A moradia digna como direito humano se articula a um conjunto mais amplo de direitos humanos e sociais. No atual contexto de planejamento e implantação dos chamados grandes projetos urbanos de desenvolvimento para a Região Portuária, os conflitos urbanos se aprofundam tendo em vista a violação de direitos que acompanham as práticas autoritárias e centralizadoras de implantação dos referidos projetos, sem discussão e controle social. A ampliação destes conflitos se torna um paradoxo, ainda mais evidente, quando se consideram as conquistas formais e legais já instituídas a partir do estatuto da cidade, dos marcos regulatórios da Política Nacional de Desenvolvimento Urbano, da constituição do estado e das Leis Orgânicas estadual e municipal do Rio e de toda a institucionalidade participativa que, por princípio, deveria acompanhar o planejamento e a execução da política urbana. Desta forma, este último eixo de ação do Fórum Comunitário do Porto pretende colocar em relevo e discussão: 1) a insuficiência do plano formal e legal como horizontes únicos/últimos dos processos de luta, mobilização  e resistência popular e, também, a fragilidade que o campo dos direitos e das leis, na sociedade burguesa, possui frente a contextos de implantação de grandes projetos de desenvolvimento, quando a “exceção” e mesmo o não cumprimento legal  parece ser a norma de mediação das relações entre Estado e sociedade civil; Estado e capital privado;  2)  a violação dos direitos cometida por atores públicos e privados em nome do “desenvolvimento”; 3) a necessidade de constituição de esferas públicas de debate, proposição e fiscalização sobre os destinos e conteúdos das mudanças necessárias da região portuária, a partir da fala e da história social daqueles que residem e trabalham na região portuária e resistem há décadas de abandono e omissão desta mesma região pelo poder público.
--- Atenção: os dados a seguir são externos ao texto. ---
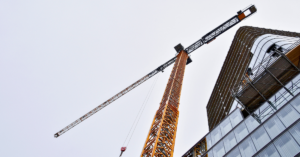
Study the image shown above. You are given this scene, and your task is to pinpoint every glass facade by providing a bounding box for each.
[223,132,237,152]
[205,109,244,151]
[178,72,300,157]
[263,115,285,139]
[256,143,280,157]
[251,126,270,150]
[200,93,300,157]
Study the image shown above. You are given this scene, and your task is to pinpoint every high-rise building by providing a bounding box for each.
[182,26,300,157]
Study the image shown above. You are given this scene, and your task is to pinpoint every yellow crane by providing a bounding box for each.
[54,5,257,157]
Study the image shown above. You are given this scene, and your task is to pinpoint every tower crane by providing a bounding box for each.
[54,5,257,157]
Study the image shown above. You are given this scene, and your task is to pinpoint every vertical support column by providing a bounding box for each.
[141,51,189,157]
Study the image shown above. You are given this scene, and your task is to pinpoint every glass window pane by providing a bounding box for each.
[223,132,237,152]
[213,141,226,157]
[251,126,271,150]
[207,149,214,157]
[211,126,222,146]
[220,118,233,136]
[234,122,249,143]
[258,143,280,157]
[230,110,243,127]
[263,115,286,139]
[276,96,287,109]
[289,121,300,144]
[238,137,257,157]
[245,116,260,133]
[273,88,289,109]
[260,107,275,122]
[290,96,300,113]
[276,104,300,127]
[206,134,212,150]
[256,101,279,122]
[225,147,241,157]
[274,131,300,157]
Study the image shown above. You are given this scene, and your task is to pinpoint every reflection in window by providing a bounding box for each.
[225,147,241,157]
[290,76,300,95]
[261,108,275,122]
[274,131,300,157]
[220,117,232,136]
[263,115,285,139]
[211,126,222,146]
[213,140,225,157]
[290,96,300,113]
[245,116,259,133]
[258,143,280,157]
[273,92,288,109]
[276,104,300,127]
[223,132,237,152]
[206,134,212,150]
[255,102,275,122]
[238,137,257,157]
[234,122,249,142]
[251,126,270,150]
[230,110,243,128]
[289,121,300,145]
As atividades do FCP, articuladas aos três eixos, estimularão:

  1. a denúncia pública sistematizada das formas de expropriação urbana da terra e da moradia como meios de vida;
  2. a elaboração de estudos e propostas de políticas e leis, entre outros campos de ação, que expressem a realidade urbana e social local e que partam do diálogo entre o conhecimento acadêmico e técnico comprometido socialmente com o direito à cidade e as reivindicações e interesses da população;
  3. ações de assessoria e apoio as formas de mobilização, resistência e organização política de moradores;
  4. formas de articulação política com outros sujeitos políticos coletivos, redes e organizações que atuam no campo da resistência e da mobilização contra as formas desiguais e segregadoras do desenvolvimento.